SpaceX has pioneered the nascent move away from single-use rocket systems with the two-stage Falcon 9 rocket, which reignites its engines to return to Earth.


The Electron rocket will lift off from Pad A at Launch Complex 1 on New Zealand's Māhia Peninsula.

Rocket Lab

The Electron rocket will lift off from Pad A at Launch Complex 1 on New Zealand's Māhia Peninsula. The rocket will be carrying 34 payloads from various commercial operators, bringing the total number of satellites launched by Electron to 146.

To try to catch the rocket, Rocket Lab will use a customized Sikorsky S-92 -- a large twin-engine helicopter typically used in offshore oil & gas transport, as well as search and rescue operations. About an hour before lift-off, the S-92 will move to the capture zone, about 150 nautical miles off New Zealand's coast.

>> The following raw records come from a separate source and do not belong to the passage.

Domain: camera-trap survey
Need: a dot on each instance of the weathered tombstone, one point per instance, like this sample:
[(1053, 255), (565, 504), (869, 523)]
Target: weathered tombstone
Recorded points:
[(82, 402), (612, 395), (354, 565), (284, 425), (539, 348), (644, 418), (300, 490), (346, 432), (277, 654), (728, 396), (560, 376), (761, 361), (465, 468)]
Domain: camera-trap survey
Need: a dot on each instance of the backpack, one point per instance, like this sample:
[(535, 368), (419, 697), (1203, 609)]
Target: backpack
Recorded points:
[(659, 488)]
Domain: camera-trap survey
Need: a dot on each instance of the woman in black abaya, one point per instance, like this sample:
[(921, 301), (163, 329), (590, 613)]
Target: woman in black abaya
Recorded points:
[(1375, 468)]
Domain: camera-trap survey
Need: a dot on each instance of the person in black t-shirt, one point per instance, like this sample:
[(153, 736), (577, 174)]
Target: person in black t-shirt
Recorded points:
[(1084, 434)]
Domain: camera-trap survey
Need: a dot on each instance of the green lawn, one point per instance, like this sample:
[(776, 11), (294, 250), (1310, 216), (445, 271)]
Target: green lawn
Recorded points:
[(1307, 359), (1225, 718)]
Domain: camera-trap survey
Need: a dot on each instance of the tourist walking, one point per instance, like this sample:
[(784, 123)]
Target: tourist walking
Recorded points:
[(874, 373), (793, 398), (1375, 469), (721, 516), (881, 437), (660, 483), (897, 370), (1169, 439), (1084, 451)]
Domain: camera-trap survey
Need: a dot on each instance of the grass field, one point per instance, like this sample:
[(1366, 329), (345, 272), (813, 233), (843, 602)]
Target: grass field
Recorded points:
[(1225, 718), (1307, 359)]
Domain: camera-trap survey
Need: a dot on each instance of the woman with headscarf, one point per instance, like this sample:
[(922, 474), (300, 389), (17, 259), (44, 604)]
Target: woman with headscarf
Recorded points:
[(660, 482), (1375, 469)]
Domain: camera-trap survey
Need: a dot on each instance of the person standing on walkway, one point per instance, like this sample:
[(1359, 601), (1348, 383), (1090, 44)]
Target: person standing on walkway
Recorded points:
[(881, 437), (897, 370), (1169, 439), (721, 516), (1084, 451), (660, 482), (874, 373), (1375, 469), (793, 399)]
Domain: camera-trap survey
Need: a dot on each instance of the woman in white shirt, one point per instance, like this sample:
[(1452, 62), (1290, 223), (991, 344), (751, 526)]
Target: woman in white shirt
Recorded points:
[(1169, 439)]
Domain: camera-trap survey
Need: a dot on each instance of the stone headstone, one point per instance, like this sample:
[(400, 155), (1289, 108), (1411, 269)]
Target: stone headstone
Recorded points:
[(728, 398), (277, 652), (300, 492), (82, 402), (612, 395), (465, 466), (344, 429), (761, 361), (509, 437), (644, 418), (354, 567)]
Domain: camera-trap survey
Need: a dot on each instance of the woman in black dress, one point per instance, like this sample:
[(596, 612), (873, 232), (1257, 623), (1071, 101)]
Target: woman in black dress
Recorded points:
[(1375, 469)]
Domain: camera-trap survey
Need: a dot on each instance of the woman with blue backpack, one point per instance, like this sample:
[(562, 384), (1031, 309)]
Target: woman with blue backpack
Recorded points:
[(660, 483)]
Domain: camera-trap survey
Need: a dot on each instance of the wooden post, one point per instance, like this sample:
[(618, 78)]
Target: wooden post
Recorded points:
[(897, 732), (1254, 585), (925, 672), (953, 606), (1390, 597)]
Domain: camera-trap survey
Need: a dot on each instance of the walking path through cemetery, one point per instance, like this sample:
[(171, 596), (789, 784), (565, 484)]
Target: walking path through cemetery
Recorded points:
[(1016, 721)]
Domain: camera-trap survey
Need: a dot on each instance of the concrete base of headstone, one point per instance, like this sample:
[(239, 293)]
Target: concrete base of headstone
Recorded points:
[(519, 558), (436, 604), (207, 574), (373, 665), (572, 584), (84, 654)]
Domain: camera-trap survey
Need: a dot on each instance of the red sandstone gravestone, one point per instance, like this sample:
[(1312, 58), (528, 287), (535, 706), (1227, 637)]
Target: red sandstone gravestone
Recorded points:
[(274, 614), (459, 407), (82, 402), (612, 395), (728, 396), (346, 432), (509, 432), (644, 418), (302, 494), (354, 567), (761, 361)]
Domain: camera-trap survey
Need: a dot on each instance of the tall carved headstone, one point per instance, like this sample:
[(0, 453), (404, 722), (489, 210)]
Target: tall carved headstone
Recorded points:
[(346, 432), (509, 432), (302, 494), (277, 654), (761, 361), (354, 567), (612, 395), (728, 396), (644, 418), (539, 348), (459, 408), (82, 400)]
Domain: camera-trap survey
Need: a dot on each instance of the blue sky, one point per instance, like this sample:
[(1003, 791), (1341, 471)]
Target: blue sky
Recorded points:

The first and second stages of the rocket should separate at T+2:30 minutes after lift-off. As the second-stage rocket falls back to Earth, it will reach speeds of nearly 5,150 miles per hour and temperatures around 2,400 degrees C (4,352 F).

At an altitude of 8.3 miles, the rocket will deploy a drogue parachute to dramatically slow its speed. Once it's in the capture zone, the helicopter will attempt to grab the parachute line with a hook. Then, the helicopter can take it back to land where Rocket Lab can assess its suitability for reflight.